А пушки били все чаще. Абдулмеджит-хан торопился до захода солнца войти в Хаджи-Говшан, но все больше чувствовал, что придется ночевать в окрестностях Чагыллы. Войска из Куммет-Хауза запоздали, а туркмены бились самоотверженно — за каждую пядь земли приходилось платить немалой кровью. Правда, сарбазы постепенно продвигались вперед, нанося противнику значительные потери, но Абдулмеджит-хана такие темпы не устраивали.
Чтобы развить наступление, он бросил на южный берег Гургена около трехсот всадников. Они должны были перейти реку возле Чагыллы и попытаться напасть с тыла. Перман в это время собирал своих джигитов на северном берегу. Увидев вдали приближающуюся конницу врага, он приказал немедля переправляться на южный берег. Когда все джигиты перебрались, он выехал на пригорок и выдернул из ножен саблю.

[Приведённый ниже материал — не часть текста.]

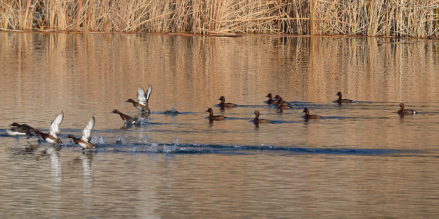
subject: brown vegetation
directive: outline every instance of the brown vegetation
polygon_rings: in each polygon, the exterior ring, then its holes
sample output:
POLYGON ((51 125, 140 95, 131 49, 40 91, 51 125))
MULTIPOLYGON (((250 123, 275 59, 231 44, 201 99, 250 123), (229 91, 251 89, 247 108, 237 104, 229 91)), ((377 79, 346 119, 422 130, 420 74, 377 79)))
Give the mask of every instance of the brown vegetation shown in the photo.
POLYGON ((435 0, 1 0, 0 29, 438 36, 435 0))

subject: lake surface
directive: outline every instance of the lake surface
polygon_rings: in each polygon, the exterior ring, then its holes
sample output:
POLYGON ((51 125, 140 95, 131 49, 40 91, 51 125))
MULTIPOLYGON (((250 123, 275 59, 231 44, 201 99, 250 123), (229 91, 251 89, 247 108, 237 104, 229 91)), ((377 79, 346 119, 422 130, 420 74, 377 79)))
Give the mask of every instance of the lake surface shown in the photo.
POLYGON ((0 33, 0 217, 437 218, 439 41, 0 33), (129 103, 152 85, 152 113, 129 103), (339 105, 335 94, 353 99, 339 105), (293 108, 267 104, 279 94, 293 108), (220 97, 239 106, 222 110, 220 97), (415 115, 401 116, 404 102, 415 115), (323 116, 305 121, 305 107, 323 116), (211 123, 216 115, 229 118, 211 123), (143 117, 126 125, 109 112, 143 117), (272 120, 255 125, 251 115, 272 120), (8 136, 47 132, 64 144, 8 136), (92 142, 80 136, 92 116, 92 142))

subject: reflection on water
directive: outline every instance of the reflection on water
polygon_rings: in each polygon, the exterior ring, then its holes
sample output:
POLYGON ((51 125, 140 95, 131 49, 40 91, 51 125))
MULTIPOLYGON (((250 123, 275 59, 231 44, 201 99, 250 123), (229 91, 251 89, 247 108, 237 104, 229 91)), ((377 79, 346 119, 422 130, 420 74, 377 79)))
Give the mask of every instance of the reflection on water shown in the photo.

— Братья! Друзья! Знайте: отступать некуда! Если не устоим, нет нам ни счастья, ни жизни! В Хаджи-Говшане никто не трогается с места — наши отцы, матери и дети надеются на нас! Братья! Кто дорожит их честью, кто считает себя мужчиной, пусть погибнет, но не отступит!
Сотни сабель и копий взметнулись в воздух.
— Кто отступит — бесчестен!
— Позор трусу!
— Проклятие до седьмого колена!
— Постоим за нашу честь!
— Веди, Перман!
Вражеская конница приближалась, неся над собой, как нелепое зловещее знамя, тучу поднятой конскими копытами пыли. Перман крутанул клинок над головой.
— Кто отступит, тот трус! Вперед, братья!
С яростным воем джигиты ринулись за ним. Пришпорили коней и сарбазы. В бешеной скачке столкнулись два живых потока. В воздухе заплясали сабли. Серую дорожную пыль окрасила красная человеческая кровь.